1. Todo se debe a un hecho fortuito.
Comienza con la fotografía de más arriba: el rostro de una persona con una sonrisa incierta, disimulada, casi una mueca, a smirck que se podría decir en inglés: una mueca en la que se intuye una sonrisa algo displicente, de alguien que piensa que sabe algo que uno desconoce. Y cabe preguntarse —asegurarse—, ¿se trata de una sonrisa o no? La mitad del rostro que nos desvelaría definitivamente si se trata de una sonrisa ladeada, una sonrisa que ocurre por una de sus comisuras, está bajo una sombra.
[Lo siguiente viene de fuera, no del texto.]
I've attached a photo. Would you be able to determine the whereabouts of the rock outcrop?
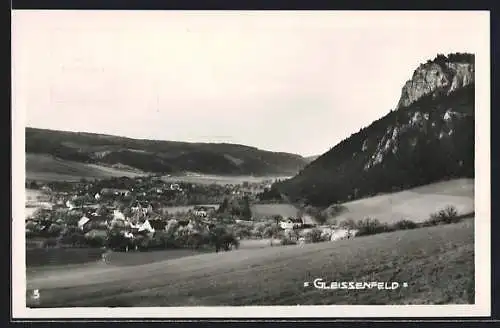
[397,54,474,109]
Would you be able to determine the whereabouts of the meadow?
[162,173,289,185]
[326,179,474,223]
[27,219,474,307]
[26,153,144,181]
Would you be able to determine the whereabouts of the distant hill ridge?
[26,127,307,175]
[276,53,475,206]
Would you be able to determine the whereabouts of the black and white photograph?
[12,10,491,318]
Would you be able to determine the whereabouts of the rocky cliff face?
[397,58,474,109]
[277,54,475,206]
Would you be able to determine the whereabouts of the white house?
[123,231,134,238]
[113,210,125,220]
[279,218,303,230]
[66,200,75,210]
[78,216,90,230]
[330,229,358,241]
[139,220,155,232]
[193,210,207,218]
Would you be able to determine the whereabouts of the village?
[25,177,356,252]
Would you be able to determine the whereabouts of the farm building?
[100,188,130,196]
[280,218,304,230]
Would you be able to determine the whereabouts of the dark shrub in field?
[392,220,418,230]
[424,206,460,226]
[339,219,357,229]
[356,218,394,236]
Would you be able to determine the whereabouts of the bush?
[304,228,324,243]
[339,219,357,229]
[43,238,57,247]
[392,220,418,230]
[356,218,393,236]
[424,206,460,226]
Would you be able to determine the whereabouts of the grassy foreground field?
[27,219,474,307]
[26,154,142,181]
[328,179,474,223]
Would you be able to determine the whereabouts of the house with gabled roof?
[279,217,304,230]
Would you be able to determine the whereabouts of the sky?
[12,11,489,156]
Un hecho fortuito, insistamos, este texto es una crónica de la casualidad. Porque apareció, de súbito, vagando una noche por internet —desde esa oscuridad—, esta fotografía como un misterio emocionante. Expliquémoslo: vemos un rostro duplicado, una persona debajo de la otra —¿la misma?— y una frase bajo la fotografía: the path I was going up it was darkness: «el sendero que (yo) ascendía era el de la oscuridad» o «el sendero que ascendía era la oscuridad». El rostro, confiado, cae encima del pie de foto, como si se dejara describir por las palabras que lleva debajo, como si la frase informara sobre los dos hombres idénticos (de hecho, la informan: habrá de tomarse, en este sentido, la tercera acepción del verbo «informar» que da el DRAE, «fundamentar, inspirar»). Pero habita esa fotografía de una persona desconocida y su doble —doble que se podría pensar incluso más guasón que el original por su duplicidad, hecho que quizá evoque una farsa— lo siniestro que la cubre cual sábana translúcida. La frase junto a la fotografía aumenta esa sensación y el conjunto nos acecha, nos asedia: we feel haunted —verbo, este último, de difícil traducción—, o hanté —en francés—, por la imagen y sus palabras; en definitiva, vemos algo propio del modo de habitar y de ser de los espectros. Y es que nos da la impresión de que un hombre que vive junto a su doble, ya lo tenga encima o debajo —cuál sea el «yo» original (el que da origen al otro) es una cuestión que no dejará de atormentarnos—, es un hombre maldito, que carga con algún tipo de maldición. Pero acaso todo esto no sea sino una intuición todavía. Y me habita esta asechanza, esta sospecha, del mismo modo que a ese hombre extrañamente satisfecho.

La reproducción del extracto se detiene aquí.